Back to overview

Model startup Errors / Runtime Download Errors

Feb 16 at 05:48pm UTC
Affected services
Prediction serving

Feb 16 at 11:52pm UTC

Well, lots of things went wrong today. We've identified what we think are the last few things that were broken and fixed them. A newly rolled out internal queueing service didn't allow traffic from model pods, and that caused our prediction throughput to be far lower than normal, which was impeding recovery.

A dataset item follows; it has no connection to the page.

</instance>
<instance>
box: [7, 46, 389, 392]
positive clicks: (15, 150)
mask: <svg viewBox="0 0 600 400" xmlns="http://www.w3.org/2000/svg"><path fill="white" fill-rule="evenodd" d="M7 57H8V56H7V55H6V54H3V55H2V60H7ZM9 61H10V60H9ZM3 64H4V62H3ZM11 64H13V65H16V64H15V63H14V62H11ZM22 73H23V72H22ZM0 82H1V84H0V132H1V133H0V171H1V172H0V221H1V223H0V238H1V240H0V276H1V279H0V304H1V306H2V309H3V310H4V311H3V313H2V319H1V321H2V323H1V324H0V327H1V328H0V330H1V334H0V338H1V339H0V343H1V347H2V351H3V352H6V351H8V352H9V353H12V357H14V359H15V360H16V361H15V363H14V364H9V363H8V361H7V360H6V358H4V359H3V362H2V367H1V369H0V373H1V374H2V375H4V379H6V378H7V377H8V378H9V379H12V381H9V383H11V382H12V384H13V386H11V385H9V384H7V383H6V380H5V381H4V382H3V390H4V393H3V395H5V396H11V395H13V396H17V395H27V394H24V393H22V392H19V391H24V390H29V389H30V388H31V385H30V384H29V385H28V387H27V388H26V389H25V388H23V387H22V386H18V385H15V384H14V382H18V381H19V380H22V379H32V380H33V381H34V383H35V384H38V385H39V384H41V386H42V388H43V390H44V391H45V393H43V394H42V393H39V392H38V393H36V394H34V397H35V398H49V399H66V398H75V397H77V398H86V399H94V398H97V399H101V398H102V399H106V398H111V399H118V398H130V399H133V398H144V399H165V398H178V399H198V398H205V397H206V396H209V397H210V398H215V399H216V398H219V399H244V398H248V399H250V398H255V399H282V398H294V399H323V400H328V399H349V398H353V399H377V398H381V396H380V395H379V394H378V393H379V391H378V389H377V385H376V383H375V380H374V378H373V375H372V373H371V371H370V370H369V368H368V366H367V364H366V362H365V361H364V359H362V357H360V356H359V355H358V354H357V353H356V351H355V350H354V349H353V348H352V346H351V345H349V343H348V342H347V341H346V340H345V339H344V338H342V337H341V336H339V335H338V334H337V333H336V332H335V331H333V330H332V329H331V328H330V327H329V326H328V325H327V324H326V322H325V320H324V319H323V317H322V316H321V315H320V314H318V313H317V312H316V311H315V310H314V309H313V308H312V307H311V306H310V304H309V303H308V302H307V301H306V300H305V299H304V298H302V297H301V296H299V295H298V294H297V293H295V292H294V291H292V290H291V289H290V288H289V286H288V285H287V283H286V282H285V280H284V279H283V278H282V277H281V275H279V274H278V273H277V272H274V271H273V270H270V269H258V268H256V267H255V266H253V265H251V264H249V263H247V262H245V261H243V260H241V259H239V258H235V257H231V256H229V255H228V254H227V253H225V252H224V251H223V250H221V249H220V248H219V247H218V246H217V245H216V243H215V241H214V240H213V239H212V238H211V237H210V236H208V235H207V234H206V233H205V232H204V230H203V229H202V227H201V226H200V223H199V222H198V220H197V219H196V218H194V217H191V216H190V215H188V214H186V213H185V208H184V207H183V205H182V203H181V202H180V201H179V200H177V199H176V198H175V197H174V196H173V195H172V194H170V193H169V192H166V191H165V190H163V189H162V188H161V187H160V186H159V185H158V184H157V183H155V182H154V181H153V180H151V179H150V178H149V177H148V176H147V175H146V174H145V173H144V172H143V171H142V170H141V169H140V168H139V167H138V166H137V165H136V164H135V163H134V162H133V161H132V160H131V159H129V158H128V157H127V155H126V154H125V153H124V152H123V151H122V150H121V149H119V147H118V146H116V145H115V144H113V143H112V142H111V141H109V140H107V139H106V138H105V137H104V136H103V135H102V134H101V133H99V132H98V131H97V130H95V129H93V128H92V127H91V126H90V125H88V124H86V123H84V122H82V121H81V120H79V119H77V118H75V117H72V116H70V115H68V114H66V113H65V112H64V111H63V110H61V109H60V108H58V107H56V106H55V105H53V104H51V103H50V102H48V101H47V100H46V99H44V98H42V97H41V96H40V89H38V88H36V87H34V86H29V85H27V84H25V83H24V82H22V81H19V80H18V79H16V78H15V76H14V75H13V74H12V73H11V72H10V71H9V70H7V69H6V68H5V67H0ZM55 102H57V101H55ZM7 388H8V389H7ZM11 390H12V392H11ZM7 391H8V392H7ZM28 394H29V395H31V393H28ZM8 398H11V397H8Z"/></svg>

For an incident of this magnitude we fully understand that many of our customers will want to know what happened. We're starting to piece it together and we'll have a proper write-up for you next week. If you have immediate concerns please feel free to reach out to our customer team and we'll make it right.

Feb 16 at 09:29pm UTC

Demand and backlog remain high for GPUs in one of our regions. We have rebalanced traffic and working with our providers to further increase available GPUs to get the backlog worked through.

Feb 16 at 07:45pm UTC

We continue to see high demand and slow scheduling within one of our providers. Additionally we have drastically increased our GPU count to address the continued backlog.

Engineers are working to rebalance traffic between providers to accelerate recovery.

Feb 16 at 06:10pm UTC

Backlog of a100 models scheduling continues to be slow in one of our regions. We are working through the backlog of queue and scaling of replicas.

Engineers are closely monitoring and will provide an update once the backlog has been cleared.

Feb 16 at 05:59pm UTC

We are seeing recovery start and many models are starting. In addition we are looking into associated services (content-delivery-acceleration, etc) to ensure all services are returning to normal working order.

Most models are now fully started and the backlog is minimal.

An additional update will be provided as soon as all services have been verified.

Feb 16 at 05:48pm UTC

An problem has been identified an issue within one of our regions preventing model startups and downloads at runtime (inference).

We are working with our providers and within the region to correct the problem. Updates will be provided as they become available.

This impacts workloads on A40, some A100-40g hardware types, and A100-80g hardware types.